Using a dummy head simplifies code implementation and serves as a valuable tool in technical interviews For practical examples of dummy head usage, refer to questions like "Add Two Numbers," "Swap Nodes in Pairs," and "Merge K Sorted Linked Lists." Implementing linked list operations such as merging two sorted lists becomes more straightforward with a dummy head, enhancing both code clarity and efficiency.
ListNode p = dummyHead; while (l1 != null && l2 != null) { if (l1.val < l2.val) { p.next = l1; l1 = l1.next;
} if (l1 != null) p.next = l1; if (l2 != null) p.next = l2; return dummyHead.next;
A DD T WO N UMBERS
Code it now: https://oj.leetcode.com/problems/add-two-numbers/ Difficulty: Medium, Frequency: High
Given two linked lists representing non-negative numbers with digits stored in reverse order, the task is to add these two numbers Each node contains a single digit, and the goal is to return the sum as a new linked list in the same reverse order format This process involves traversing both lists, summing corresponding digits, managing carry-over values, and constructing the resulting linked list to represent the combined total accurately.

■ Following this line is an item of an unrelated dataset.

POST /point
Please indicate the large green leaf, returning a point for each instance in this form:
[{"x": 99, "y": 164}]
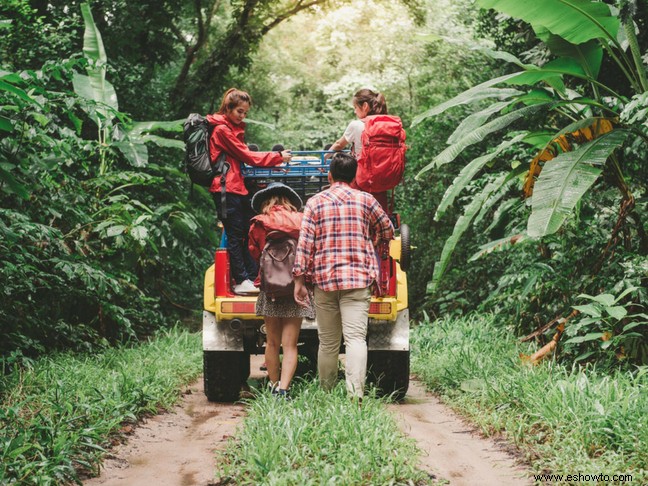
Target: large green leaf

Keep track of the carry using a variable and simulate digits-by-digits sum from the head of list, which contains the least-significant digit
Take extra caution of the following cases:
- When one list is longer than the other
- The sum could have an extra carry of one at the end, which is easy to forget (e.g.,
(9 9) + (1) = (0 0 1)) public ListNode addTwoNumbers(ListNode l1, ListNode l2) {
This code snippet demonstrates how to add two numbers represented by linked lists It initializes pointers for both lists (`p` and `q`) and uses a dummy head node (`curr`) to facilitate the result list construction The algorithm iterates through both linked lists, summing corresponding digits along with any carryover At each step, it calculates the digit to store and updates the carry value New nodes are appended to the result linked list, and the pointers advance to the next nodes When the loop concludes, it handles remaining carry to ensure the final sum is accurate This approach efficiently adds two numbers stored as linked lists, handling different lengths and carryover seamlessly.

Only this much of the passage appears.